Importantly, phonological processing is considered slower than orthographic processing (Barnea and Breznitz, 1998). However, we observed both the N400 and P300 effects for words of different frequencies in the same time window, which seems to reflect the temporal overlap between phonological processes for low-frequency words and categorization processes based on orthographic properties for high-frequency words. Furthermore, this assumption may be indirectly confirmed by the fact that the reaction times for high-frequency misspelled words and low-frequency misspelled words in the behavioral task did not differ. N400 can also reflect categorization processes, and some authors emphasize that, given the possible confusion of effects, it is necessary to draw careful conclusions about the processes under study (Bermúdez-Margaretto et al., 2019). On the other hand, evidence suggests that the P300 and N400 components are primarily independent and reflect two separate but interacting processes (Alday and Kretzschmar, 2019). Harm and Seidenberg (2004) proposed a cooperative division of labor between phonological and orthographic pathways to meaning activation, and word frequency may alter the relative contribution of the two routes. Our data may indicate that at the late stage of error recognition in words of different frequencies, the contribution of these pathways may differ.

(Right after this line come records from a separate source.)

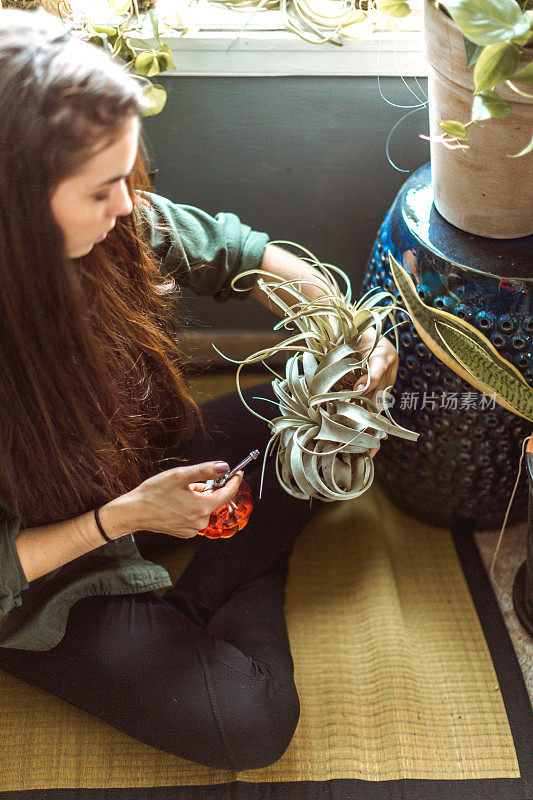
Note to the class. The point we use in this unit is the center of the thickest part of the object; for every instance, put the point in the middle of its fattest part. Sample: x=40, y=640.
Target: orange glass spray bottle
x=233, y=516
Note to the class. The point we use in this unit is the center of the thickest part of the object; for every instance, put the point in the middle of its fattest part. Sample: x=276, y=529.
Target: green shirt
x=199, y=251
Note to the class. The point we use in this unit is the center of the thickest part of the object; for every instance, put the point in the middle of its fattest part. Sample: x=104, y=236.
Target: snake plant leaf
x=488, y=22
x=465, y=349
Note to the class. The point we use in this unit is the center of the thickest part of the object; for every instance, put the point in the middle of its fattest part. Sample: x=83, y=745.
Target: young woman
x=100, y=438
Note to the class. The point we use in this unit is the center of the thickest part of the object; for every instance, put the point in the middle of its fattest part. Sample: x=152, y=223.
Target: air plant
x=325, y=430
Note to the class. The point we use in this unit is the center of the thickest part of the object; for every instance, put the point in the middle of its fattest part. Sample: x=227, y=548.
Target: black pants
x=204, y=672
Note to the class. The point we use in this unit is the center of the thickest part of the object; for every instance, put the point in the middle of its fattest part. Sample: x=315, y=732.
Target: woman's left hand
x=382, y=366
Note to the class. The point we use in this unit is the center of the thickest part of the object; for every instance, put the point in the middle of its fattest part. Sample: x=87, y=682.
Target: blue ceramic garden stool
x=465, y=462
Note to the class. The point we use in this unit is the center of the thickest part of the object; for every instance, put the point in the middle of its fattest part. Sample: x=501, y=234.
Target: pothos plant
x=495, y=34
x=124, y=41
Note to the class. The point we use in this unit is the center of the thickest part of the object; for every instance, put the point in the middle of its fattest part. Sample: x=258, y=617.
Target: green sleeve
x=12, y=578
x=202, y=252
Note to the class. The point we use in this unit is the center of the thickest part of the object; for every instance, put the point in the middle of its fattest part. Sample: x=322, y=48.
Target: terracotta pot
x=479, y=190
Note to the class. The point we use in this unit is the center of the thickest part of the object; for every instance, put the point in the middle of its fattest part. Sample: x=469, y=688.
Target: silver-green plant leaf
x=465, y=349
x=325, y=431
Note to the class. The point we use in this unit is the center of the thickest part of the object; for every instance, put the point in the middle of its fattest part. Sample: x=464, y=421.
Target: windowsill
x=266, y=47
x=283, y=53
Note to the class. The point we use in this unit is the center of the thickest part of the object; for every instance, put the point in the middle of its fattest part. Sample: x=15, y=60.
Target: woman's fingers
x=382, y=369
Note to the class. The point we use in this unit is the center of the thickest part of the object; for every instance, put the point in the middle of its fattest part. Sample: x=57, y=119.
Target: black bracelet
x=104, y=534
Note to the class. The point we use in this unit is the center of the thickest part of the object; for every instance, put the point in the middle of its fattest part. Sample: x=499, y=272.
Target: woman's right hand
x=173, y=502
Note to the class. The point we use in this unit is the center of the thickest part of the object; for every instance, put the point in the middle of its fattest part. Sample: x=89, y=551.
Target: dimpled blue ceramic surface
x=465, y=461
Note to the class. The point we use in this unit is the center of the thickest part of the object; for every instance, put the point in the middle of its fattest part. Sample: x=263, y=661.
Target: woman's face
x=87, y=204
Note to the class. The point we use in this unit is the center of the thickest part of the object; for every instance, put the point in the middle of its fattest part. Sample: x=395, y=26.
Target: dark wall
x=303, y=158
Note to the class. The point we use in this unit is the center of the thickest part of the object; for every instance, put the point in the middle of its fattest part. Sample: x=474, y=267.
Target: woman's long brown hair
x=91, y=384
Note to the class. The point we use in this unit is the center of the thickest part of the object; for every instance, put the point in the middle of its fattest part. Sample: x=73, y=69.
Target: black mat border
x=515, y=697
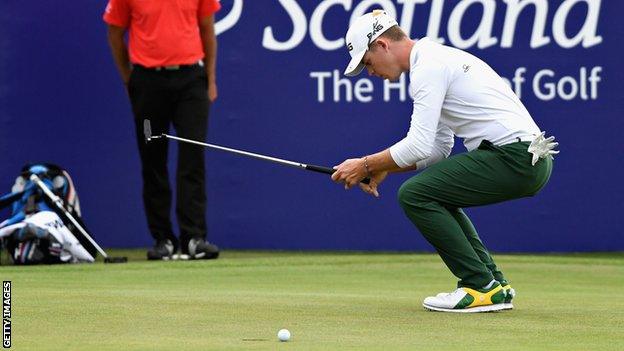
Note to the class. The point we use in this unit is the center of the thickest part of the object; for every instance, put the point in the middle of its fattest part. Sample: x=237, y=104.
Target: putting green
x=328, y=301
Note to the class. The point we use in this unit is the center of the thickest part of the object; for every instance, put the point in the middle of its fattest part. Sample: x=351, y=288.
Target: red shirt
x=161, y=32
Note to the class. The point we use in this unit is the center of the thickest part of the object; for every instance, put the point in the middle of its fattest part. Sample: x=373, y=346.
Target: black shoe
x=163, y=250
x=199, y=249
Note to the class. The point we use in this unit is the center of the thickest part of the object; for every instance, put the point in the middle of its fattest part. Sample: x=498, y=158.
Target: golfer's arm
x=382, y=161
x=119, y=51
x=209, y=41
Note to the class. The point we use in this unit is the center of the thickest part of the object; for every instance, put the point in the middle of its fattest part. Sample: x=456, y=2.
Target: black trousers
x=177, y=97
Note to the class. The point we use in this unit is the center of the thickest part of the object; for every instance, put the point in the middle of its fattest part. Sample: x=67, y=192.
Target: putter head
x=147, y=130
x=116, y=260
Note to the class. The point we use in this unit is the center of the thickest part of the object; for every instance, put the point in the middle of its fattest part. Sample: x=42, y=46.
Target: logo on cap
x=376, y=28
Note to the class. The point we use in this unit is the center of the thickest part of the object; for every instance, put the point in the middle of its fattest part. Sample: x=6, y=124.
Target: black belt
x=168, y=68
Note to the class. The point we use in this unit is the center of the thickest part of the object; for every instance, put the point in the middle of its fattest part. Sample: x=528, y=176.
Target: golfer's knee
x=409, y=195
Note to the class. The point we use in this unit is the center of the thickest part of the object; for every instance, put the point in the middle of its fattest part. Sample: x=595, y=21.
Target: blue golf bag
x=37, y=231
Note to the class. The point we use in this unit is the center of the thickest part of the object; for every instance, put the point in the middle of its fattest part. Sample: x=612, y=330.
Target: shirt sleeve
x=117, y=13
x=428, y=86
x=442, y=147
x=208, y=7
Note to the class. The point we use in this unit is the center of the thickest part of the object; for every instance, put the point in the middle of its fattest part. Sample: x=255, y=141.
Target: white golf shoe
x=468, y=300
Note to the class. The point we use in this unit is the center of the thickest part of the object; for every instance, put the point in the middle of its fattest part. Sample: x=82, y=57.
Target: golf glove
x=542, y=147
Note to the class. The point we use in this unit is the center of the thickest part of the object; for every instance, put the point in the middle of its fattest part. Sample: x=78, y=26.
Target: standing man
x=454, y=94
x=168, y=68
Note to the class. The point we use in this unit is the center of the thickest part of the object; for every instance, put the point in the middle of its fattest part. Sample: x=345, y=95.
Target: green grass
x=329, y=301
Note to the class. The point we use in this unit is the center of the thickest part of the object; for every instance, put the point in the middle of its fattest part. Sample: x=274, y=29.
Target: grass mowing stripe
x=329, y=301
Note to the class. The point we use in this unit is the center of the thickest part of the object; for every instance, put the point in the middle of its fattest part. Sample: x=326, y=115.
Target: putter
x=59, y=204
x=147, y=131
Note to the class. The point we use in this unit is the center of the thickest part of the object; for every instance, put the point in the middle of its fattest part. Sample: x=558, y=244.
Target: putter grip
x=328, y=170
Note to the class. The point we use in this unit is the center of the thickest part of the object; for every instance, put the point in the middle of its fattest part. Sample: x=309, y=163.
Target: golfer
x=454, y=94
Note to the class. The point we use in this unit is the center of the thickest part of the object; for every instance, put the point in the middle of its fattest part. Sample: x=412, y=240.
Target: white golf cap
x=361, y=33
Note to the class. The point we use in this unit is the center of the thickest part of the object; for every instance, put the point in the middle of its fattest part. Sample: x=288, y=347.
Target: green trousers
x=433, y=201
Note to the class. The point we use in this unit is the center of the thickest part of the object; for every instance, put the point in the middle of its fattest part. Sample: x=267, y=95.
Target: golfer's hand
x=375, y=180
x=350, y=172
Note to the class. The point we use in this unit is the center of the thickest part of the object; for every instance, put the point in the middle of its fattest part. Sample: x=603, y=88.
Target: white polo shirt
x=456, y=93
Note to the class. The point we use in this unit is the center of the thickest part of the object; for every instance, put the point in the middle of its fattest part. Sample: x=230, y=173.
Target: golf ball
x=283, y=335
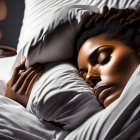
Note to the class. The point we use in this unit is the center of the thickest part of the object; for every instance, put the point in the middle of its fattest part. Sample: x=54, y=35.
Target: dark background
x=11, y=26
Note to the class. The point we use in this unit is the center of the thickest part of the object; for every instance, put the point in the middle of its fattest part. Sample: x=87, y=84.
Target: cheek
x=119, y=69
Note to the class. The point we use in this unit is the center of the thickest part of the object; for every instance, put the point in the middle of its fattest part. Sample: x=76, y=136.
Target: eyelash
x=83, y=75
x=105, y=61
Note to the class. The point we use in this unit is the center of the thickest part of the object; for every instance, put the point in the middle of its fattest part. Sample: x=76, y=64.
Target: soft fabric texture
x=62, y=96
x=48, y=30
x=5, y=69
x=119, y=121
x=16, y=123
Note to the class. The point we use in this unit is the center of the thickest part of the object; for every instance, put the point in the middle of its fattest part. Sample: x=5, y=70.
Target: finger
x=32, y=82
x=29, y=71
x=15, y=75
x=27, y=81
x=26, y=77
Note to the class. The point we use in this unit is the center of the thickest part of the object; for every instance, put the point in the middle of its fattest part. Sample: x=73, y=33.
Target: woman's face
x=106, y=65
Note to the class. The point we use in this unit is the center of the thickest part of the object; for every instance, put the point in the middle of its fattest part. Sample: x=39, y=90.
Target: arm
x=19, y=86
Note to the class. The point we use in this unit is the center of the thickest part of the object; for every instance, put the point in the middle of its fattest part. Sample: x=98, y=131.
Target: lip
x=102, y=92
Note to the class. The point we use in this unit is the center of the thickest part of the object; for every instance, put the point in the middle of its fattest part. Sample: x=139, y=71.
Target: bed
x=61, y=105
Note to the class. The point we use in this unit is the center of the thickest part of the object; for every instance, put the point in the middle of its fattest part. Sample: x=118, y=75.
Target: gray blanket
x=119, y=121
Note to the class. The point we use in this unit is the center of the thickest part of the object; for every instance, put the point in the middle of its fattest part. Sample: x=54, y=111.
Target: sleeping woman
x=107, y=54
x=108, y=51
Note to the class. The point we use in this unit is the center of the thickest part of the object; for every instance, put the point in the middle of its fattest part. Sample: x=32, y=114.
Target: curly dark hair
x=121, y=24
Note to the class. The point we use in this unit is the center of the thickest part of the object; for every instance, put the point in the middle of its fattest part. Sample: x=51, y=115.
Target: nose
x=93, y=76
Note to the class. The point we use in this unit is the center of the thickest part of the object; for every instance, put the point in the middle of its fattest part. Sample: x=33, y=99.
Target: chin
x=110, y=99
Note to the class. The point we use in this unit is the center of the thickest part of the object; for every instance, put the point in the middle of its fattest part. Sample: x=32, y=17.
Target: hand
x=19, y=86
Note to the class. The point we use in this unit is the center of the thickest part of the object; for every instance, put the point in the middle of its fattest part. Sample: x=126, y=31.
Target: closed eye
x=105, y=60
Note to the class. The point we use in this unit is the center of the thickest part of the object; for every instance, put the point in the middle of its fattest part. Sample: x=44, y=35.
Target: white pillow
x=42, y=17
x=61, y=96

It could mean that recognition of high-frequency misspelled words and high-frequency correctly spelled words shifts from phonological to orthographic processes, while low-frequency misspelled words are accompanied by more prolonged phonological activation, which can be reflected in different ERP waves.

Another important finding of this study is that the frequency effect has been identified in the 350–700-ms time window and was especially strong in the 500–700-ms time window: low-frequency correctly spelled words elicited a more positive response than high-frequency correctly spelled words in anterior regions. Generally, lower amplitudes for words with higher frequencies have been reported, and these results are well described (Osterhout et al., 1997; Sereno et al., 1998, 2003; Assadollahi and Pulvermüller, 2003; Hauk and Pulvermüller, 2004; Hauk et al., 2006). As for the timing of the word frequency effect, we expected it earlier than 350–700 ms because we used stimuli similar in length to words used in studies in which the frequency effect was observed in the time range of the P200 component (150–250 ms, e.g., Osterhout et al., 1997; Assadollahi and Pulvermüller, 2003; Dambacher et al., 2006). The frequency effect is a marker of lexical access; higher frequency words elicit a smaller amplitude than words of lower frequency, suggesting that semantic access is easier for more frequently encountered words (Van Petten and Kutas, 1990; Barber et al., 2004; Vergara-Martínez and Swaab, 2012). However, specific features of the task can affect the occurrence time of the frequency effect (Strijkers et al., 2015). Perhaps, spelling errors in words complicate lexical access; therefore, there is no difference between high-frequency and low-frequency words in the early stages.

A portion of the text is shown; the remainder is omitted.